Q: How does your firm assess the efficacy of new tech prior to use?

Meet the CCOs

Emma Bredin

EMMA BREDIN

Chief Compliance and Ethics Officer

BNY Mellon

Years in compliance: 18

 

 

Ilona Niemi

ILONA NIEMI

Chief Compliance Officer

The Co-operators Group Limited

Years in compliance: 10

 

 

Shelley Schachter-Cahm

SHELLEY SCHACHTER-CAHM

Chief Compliance Officer

CEX.io

Years in compliance: 10

 

 

Eric Wilson

ERIC WILSON

Director of Compliance

Helmerich & Payne

Years in compliance: 11

 

 

DISCLAIMER: The views reflected by the practitioners quoted are theirs alone and do not represent the views of their companies.

EMMA BREDIN: First and foremost, we draw on our internal experience and expertise to ensure we understand the problem to be solved. It is critical to have a clear end goal as to what the technology will do and how it will be utilized. That goal will act as the measuring stick in assessing whether the technologies are effective.

We then enter the research phase. Before selecting or designing new technologies, we conduct rigorous market reviews of service providers and existing products to determine whether an existing solution or internal build is our best option.

Once the technology is selected, prior to onboarding any ‘live’ data, we assess efficacy through our due diligence process and extensive testing program. BNY Mellon has a multifaceted approach for testing new technologies, which includes assessment and oversight across the three lines of defense and leverages existing mechanisms like risk control self assessments, quality assurance, and internal audits. We make sure to foster collaborative relationships with stakeholders across the company to ensure compliance has a seat at the table to oversee and challenge the technology build and proactively embed compliance controls within the architecture.

 

ILONA NIEMI: To remove bias in the selection process, any new technology onboarding must follow a holistic vendor management process. Several gates, including requirements documentation, test cases, diverse evaluation team creation involving key business stakeholders, and structured decision-making scorecards, are obligatory to enable a solid conclusion on the most efficient and effective solution that is in the best interest of our organization.

Patience is critical during this process, given the number of steps and documentation required, and will pay off when the best-fit compliance solution is onboarded.

 

SHELLEY SCHACHTER-CAHM: We have a series of tools and processes that help us ensure all new technological integrations are both vendor agnostic and outcome oriented while continuing to meet our unique regulatory and user-focused needs.

To determine efficacy, we operate from a standard of ‘trust but verify’ by testing our data sets across multiple programs or potential partners to see which yields the strongest results. This helps showcase the best performance in a ‘bake-off’ setting.

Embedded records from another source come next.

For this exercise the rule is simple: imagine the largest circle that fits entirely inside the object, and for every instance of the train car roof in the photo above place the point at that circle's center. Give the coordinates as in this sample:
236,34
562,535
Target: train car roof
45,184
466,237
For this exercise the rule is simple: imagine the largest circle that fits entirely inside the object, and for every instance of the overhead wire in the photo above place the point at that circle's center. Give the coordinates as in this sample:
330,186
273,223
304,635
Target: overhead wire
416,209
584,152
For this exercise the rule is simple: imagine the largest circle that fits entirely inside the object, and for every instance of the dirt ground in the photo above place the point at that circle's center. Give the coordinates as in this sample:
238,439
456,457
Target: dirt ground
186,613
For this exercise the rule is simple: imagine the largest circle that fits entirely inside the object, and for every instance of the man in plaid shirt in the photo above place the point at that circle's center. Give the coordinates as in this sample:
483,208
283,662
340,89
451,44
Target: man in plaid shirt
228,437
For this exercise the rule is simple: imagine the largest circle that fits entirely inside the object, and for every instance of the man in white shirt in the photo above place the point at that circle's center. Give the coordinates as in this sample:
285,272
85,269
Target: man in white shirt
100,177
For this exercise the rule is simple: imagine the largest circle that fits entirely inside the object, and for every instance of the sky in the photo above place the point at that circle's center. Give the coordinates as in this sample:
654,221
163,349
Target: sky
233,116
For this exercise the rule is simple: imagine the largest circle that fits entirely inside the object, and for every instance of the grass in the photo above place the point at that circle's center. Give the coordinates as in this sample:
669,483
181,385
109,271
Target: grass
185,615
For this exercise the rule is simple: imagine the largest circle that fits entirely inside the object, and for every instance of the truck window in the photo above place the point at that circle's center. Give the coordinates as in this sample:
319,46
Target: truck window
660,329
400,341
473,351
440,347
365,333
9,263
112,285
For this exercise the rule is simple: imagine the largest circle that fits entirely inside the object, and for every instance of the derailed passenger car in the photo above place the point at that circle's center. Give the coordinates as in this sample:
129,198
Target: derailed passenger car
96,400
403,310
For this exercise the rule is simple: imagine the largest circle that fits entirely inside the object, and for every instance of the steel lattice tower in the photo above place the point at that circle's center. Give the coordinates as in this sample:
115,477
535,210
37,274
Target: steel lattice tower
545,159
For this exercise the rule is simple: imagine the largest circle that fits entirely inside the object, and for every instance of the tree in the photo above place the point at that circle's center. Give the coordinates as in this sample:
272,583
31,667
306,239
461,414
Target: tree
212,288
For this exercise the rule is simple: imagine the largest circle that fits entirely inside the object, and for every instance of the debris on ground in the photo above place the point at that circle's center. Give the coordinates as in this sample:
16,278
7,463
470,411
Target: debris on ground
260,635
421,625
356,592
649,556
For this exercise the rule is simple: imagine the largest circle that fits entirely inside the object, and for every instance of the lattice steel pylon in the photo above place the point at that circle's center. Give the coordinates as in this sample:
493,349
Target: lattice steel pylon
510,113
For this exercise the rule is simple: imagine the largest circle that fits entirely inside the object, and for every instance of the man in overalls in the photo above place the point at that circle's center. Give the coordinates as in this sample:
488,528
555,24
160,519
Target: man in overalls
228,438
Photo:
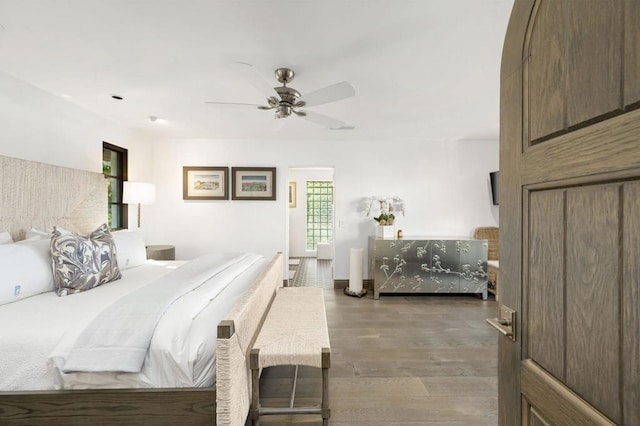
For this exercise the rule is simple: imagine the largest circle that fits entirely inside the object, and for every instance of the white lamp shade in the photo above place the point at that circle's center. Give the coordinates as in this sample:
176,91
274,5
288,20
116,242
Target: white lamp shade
138,193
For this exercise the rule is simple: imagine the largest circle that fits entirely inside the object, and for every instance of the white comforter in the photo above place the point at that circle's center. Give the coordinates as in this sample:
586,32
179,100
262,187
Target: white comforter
37,332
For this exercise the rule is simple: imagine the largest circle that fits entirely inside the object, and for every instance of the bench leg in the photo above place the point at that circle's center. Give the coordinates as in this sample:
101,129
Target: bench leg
326,363
255,387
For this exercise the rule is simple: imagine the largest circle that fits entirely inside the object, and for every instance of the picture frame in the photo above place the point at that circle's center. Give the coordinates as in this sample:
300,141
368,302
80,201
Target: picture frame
292,194
253,183
205,183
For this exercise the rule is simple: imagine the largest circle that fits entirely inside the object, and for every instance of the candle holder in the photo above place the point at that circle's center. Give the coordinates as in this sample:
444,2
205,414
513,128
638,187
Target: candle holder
357,294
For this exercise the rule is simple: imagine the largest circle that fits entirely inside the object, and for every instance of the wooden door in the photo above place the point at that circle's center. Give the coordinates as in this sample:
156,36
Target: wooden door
570,213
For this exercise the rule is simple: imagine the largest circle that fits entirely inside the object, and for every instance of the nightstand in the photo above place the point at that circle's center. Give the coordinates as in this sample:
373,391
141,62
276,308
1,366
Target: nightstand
161,252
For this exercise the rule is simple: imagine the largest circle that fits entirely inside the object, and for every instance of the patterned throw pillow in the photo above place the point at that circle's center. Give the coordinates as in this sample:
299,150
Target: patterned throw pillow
81,263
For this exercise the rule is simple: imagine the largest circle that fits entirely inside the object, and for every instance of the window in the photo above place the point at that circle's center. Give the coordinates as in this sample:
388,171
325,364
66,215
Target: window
114,167
319,213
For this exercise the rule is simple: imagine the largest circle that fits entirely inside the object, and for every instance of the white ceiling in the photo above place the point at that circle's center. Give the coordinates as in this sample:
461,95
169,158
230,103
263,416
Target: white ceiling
422,69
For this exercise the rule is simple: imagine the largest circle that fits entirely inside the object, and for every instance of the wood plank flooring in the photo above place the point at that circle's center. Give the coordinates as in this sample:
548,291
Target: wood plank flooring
400,360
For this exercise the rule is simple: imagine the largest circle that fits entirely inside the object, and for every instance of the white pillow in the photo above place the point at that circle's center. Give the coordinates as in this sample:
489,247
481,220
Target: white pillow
5,238
130,248
26,270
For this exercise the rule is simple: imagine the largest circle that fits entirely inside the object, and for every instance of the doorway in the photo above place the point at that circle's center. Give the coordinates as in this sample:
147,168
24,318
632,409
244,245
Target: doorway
311,226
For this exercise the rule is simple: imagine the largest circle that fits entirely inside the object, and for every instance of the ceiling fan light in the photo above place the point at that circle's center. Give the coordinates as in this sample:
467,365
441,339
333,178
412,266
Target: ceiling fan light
283,111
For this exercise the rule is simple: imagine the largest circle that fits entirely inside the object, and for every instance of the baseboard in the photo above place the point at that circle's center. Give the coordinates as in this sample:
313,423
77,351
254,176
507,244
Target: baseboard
342,284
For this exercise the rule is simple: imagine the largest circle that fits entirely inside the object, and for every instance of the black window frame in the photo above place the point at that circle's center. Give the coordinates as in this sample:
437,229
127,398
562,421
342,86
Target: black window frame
121,177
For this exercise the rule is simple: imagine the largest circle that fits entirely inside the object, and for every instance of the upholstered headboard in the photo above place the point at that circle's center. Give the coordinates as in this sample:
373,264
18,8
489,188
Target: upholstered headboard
38,195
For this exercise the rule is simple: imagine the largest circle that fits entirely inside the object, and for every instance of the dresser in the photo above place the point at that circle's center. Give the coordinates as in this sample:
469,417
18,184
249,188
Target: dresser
428,265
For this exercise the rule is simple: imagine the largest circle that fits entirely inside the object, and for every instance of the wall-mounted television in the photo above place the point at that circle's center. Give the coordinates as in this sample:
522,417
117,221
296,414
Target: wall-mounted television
494,177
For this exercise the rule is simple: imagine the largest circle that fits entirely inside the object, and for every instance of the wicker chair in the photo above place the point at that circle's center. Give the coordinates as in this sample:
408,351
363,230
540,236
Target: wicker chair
492,234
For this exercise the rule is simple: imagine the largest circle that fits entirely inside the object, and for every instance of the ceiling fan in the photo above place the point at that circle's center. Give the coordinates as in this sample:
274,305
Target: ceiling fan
287,100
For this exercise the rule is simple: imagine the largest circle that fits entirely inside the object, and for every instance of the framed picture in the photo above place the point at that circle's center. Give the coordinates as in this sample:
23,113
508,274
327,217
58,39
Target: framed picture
205,183
292,194
253,183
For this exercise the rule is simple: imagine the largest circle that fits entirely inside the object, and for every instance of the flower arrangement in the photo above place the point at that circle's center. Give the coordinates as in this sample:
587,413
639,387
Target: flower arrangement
386,206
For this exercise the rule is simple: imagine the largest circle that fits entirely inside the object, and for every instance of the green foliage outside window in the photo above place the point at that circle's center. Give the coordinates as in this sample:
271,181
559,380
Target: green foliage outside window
319,213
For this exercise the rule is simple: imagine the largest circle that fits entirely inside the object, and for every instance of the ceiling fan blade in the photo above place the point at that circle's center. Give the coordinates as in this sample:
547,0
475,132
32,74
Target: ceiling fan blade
324,120
237,105
255,78
332,93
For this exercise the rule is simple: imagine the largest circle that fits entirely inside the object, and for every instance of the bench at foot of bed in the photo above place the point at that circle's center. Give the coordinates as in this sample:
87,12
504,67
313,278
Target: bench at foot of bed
294,333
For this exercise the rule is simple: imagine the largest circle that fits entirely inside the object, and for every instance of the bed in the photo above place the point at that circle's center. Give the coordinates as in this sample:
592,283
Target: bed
171,387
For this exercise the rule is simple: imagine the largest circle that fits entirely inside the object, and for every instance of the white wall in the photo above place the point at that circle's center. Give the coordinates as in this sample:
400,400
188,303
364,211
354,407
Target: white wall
298,215
444,185
38,126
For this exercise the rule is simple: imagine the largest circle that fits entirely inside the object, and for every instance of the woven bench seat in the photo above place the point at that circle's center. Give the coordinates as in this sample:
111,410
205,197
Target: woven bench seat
294,332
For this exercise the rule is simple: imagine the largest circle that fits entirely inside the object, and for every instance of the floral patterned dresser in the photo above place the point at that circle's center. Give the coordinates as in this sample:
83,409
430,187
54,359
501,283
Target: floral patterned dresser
428,265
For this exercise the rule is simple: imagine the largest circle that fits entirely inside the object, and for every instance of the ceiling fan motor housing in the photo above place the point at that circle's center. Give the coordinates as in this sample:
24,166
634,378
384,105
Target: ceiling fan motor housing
288,97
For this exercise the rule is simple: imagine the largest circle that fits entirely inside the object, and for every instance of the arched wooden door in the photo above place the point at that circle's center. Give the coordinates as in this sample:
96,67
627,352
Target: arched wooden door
570,213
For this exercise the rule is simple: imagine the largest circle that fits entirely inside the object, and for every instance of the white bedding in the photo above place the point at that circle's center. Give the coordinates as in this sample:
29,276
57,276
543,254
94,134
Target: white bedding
34,333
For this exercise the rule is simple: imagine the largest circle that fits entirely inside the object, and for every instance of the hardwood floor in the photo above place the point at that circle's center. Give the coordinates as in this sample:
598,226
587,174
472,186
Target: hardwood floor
400,360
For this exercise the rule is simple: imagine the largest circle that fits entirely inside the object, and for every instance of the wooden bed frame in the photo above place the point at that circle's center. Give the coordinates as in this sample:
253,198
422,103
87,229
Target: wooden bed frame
83,211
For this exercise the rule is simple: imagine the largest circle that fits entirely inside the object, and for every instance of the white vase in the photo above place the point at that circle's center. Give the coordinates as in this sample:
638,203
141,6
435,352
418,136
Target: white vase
386,232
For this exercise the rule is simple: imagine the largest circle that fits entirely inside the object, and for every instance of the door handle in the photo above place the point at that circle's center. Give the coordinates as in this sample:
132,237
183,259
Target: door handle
506,324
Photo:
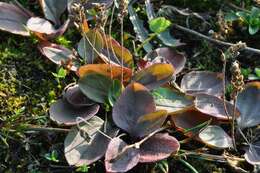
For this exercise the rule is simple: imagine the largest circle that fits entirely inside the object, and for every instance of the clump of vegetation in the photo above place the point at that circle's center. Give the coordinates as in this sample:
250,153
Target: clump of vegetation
124,107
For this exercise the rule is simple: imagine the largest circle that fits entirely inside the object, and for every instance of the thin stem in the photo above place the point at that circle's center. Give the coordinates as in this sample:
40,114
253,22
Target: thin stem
192,169
45,129
122,53
137,144
224,83
233,122
223,43
79,119
152,36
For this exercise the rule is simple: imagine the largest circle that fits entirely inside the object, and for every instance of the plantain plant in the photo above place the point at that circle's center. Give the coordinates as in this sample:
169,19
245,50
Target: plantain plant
125,109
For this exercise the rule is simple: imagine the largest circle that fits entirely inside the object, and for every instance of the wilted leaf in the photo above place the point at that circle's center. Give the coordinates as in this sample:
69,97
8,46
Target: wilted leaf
252,155
155,75
43,29
170,100
118,161
53,10
214,106
216,137
203,82
40,25
78,151
90,46
158,147
59,55
189,119
13,19
167,55
95,86
91,128
120,53
65,114
135,113
248,103
76,98
110,71
159,24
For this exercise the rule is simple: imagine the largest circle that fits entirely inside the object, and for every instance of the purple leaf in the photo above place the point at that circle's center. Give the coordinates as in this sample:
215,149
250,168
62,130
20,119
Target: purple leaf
65,114
13,19
135,113
214,106
248,103
216,137
158,147
203,82
252,154
118,159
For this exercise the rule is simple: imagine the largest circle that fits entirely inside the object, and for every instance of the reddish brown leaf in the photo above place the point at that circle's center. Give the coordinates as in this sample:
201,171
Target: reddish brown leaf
214,106
155,75
118,161
203,82
111,71
135,102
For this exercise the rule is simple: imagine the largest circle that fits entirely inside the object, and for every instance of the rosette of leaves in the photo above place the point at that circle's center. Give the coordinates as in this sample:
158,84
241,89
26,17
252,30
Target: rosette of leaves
97,82
73,104
135,112
196,103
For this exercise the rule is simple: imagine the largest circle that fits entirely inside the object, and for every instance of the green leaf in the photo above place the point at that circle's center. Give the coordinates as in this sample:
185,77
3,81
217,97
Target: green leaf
52,156
170,100
253,29
255,12
159,24
246,72
95,87
83,168
243,15
60,74
230,17
257,72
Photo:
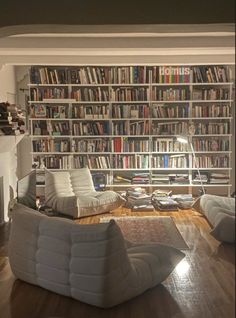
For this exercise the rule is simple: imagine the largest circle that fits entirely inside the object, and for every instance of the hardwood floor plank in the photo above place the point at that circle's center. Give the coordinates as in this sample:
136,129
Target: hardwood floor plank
203,285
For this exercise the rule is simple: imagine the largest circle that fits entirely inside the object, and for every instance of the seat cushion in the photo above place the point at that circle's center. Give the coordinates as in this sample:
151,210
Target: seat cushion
81,181
220,212
95,202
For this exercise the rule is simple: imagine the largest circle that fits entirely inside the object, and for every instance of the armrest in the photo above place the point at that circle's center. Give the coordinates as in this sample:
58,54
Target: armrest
66,205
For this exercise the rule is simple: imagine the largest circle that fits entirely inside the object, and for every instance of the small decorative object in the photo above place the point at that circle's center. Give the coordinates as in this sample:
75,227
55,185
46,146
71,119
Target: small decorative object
11,120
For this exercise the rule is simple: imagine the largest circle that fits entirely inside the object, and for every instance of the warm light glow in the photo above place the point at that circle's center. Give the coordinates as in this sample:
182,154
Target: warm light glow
182,268
182,139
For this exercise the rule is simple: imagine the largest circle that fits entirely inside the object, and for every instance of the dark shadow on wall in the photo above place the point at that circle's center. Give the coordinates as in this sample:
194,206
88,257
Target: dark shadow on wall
81,12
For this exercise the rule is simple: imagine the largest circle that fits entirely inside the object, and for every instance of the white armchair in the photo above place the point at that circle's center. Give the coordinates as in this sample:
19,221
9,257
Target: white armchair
73,193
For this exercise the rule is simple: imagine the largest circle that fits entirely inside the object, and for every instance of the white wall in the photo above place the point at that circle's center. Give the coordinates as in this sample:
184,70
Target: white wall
8,161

Once the results cool, we calculate the hard and soft costs associated with implementation—built infrastructure, training requirements, educational investments—alongside opportunity costs to get a complete picture.

 

ERIC WILSON: When evaluating new technologies, we look to the expertise of teams across the organization, such as our cybersecurity department. Once everyone is moving in the same direction, we then determine the additional needs to maintain that technology. In parallel, we look further down the road to identify what needs to happen to achieve long-term success with that new technology.